"The best book on Yeats and the best book of American literary criticism informed by critical theory to appear since Harold Bloom’s Years."--Daniel T. O’Hara, Temple University
"An important study of a major aspect of Yeats’s poetry, in some ways the fruit of a lifetime’s thinking by one of our most distinguished Yeatsians."--Richard J. Finneran, University of Tennessee
In this most ambitious work on Yeats in two decades, Hazard Adams undertakes a study of all of the poems Yeats wished to include in his volume of collected poetry, and he reveals a canon carefully constructed to tell a dramatic-mimetic story. Not only in the poems, but in the spaces between, Adams finds the created life of the fictive poet named Yeats—shaped, over the years, as the author Yeats revised and ordered his poems to tell this story.

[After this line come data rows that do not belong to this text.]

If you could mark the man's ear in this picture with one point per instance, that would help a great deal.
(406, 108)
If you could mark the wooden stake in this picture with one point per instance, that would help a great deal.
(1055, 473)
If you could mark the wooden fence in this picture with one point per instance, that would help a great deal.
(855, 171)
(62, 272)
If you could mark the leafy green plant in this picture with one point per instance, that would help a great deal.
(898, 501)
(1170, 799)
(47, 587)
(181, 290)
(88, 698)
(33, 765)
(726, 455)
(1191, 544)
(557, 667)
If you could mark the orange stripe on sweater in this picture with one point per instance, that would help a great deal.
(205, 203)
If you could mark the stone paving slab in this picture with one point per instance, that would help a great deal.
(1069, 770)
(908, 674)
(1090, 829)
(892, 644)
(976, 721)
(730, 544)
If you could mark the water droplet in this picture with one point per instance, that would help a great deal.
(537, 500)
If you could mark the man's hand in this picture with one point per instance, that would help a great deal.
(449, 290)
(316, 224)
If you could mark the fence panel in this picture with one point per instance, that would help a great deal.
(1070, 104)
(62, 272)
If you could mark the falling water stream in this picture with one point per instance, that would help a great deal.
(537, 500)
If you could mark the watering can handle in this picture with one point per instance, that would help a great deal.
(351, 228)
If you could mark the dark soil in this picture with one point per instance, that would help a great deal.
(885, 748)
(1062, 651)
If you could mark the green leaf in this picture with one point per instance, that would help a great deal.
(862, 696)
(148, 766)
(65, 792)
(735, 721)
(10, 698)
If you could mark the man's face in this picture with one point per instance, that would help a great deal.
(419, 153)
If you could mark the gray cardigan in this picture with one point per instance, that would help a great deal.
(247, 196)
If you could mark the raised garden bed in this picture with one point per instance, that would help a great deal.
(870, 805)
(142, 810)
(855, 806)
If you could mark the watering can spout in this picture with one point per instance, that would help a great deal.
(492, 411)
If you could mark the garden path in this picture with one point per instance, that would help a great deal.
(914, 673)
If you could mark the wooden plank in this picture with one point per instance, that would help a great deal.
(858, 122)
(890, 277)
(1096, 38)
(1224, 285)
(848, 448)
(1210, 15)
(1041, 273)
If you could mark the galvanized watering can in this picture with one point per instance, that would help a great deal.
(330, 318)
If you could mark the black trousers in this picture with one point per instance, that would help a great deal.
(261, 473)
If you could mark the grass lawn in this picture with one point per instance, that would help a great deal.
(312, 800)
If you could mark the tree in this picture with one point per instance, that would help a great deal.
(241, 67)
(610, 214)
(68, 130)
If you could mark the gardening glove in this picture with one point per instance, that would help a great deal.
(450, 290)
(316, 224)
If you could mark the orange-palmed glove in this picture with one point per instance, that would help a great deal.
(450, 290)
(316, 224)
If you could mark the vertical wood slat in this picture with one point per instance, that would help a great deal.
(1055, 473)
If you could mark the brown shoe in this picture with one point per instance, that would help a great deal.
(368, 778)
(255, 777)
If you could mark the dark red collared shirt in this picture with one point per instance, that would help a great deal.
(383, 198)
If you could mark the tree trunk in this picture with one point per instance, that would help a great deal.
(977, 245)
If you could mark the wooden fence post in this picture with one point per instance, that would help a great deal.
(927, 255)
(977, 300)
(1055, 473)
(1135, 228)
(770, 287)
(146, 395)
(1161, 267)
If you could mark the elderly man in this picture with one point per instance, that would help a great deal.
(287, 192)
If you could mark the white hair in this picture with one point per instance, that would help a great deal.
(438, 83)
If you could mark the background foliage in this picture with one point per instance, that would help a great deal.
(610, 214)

Many have commented on the significance of the order of Yeats’s poems, but Adams’s is the first sustained, detailed study articularing this significance poem by poem for all of the poet’s work. While providing a comprehensive, insightful reading of the poems, Adams’s commentary is always thoroughly informed by the current theoretical, critical, and scholarly debates surrounding both the text of Yeats’s poems and the nature of textuality itself. At all points accessible and persuasive, The Book of Yeats’s Poems is a work of immediate importance for students of Yeats, of theory, and of modernism.